The Union Ministry announced on Thursday that 14 Tiger reserves out of a total of 51 in India have been granted the status of Conservation Assured Tiger Standards (CATS) accreditation. This status is given on meeting certain standards for effective conservation of big cats.
An international group of experts and protected area managers is responsible for creating this criterion, wrote the HT Times. The Global Tiger Forum (GTF), an international NGO working on tiger conservation, and World Wildlife Fund India are responsible for implementing the National Tiger Conservation Authority for CATS assessment in India.
Rajesh Gopal, secretary-general, Global Tiger Forum said “CATS accreditation is a global recognition of good tiger governance.
This recognition means a lot in the context of adaptation to climate change, sustainability of ecosystem services, and safeguarding disruption of zoonotic cycles, through an umbrella species approach.”
CATS is a globally accepted conservation tool designed to assess the status of tigers and mark progress in a continuum. It is being implemented across 125 sites, including 94 in India, in seven tiger range countries.
However, to the surprise of all, the three most popular Tiger reserves in the country in terms of tourist attraction do not feature in the list.
The three prominent parks being Corbett National Park (Uttarakhand), Ranthambore National Park (Rajasthan), and Bandhavgarh National Park (Madhya Pradesh), reported The Times of India.
The Parks which have been featured in the list are:
- Manas, Kaziranga, and Orang (Assam)
- Sundarbans (West Bengal)
- Valmiki (Bihar)
- Dudhwa (Uttar Pradesh)
- Panna, Kanha, Satpuda, and Pench (Madhya Pradesh)

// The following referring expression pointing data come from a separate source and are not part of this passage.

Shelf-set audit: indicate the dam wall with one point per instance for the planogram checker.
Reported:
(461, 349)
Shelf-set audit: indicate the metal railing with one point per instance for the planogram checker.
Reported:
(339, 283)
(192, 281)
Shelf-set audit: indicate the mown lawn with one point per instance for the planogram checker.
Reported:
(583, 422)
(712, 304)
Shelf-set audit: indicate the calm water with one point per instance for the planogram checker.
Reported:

- Anamalai and Mudumalai (Tamil Nadu)
- Parambikulam (Kerala)
- Bandipur (Karnataka)
Prime Minister Narendra Modi on the occasion of International Tigers Day asserted that the country is going strong in its commitment to protecting tigers.
He tweeted, “India is home to 51 tiger reserves spread across 18 states. The last tiger census of 2018 showed a rise in the tiger population.
India achieved the target of doubling of tiger population 4 years ahead of schedule of the St. Petersburg Declaration on Tiger Conservation.”
However, it is important to note here that even with all the accreditation and status granted to the national parks it is not of much use if the tiger death tally continues the way it has persisted.
According to a report by News18, 303 Tiger deaths have been observed since 2018 in the country. Poaching is the cause in 57 of the cases.
The All India Tiger Estimation is done once in the period of four years by the National Tiger Conservation Authority implemented by State Forest Departments and partners with technical support from the Wildlife Institute of India.
Union environment minister Bhupender Yadav said that the rest of the tiger reserves should also try to achieve the CATS status.
“Tiger conservation involves saving the entire ecosystem, not just the tiger. Tiger is a symbol. Topography or tiger landscape and tiger corridors also need to be protected.
Tigers also use international corridors with neighboring countries. We should renew dialogues with these countries.
Finally, public participation is very important and forest departments should recognize local conservation practices.
We have to be cautious about the impact of ecotourism. Ecotourism will increase but with improved sensitivity for nature.”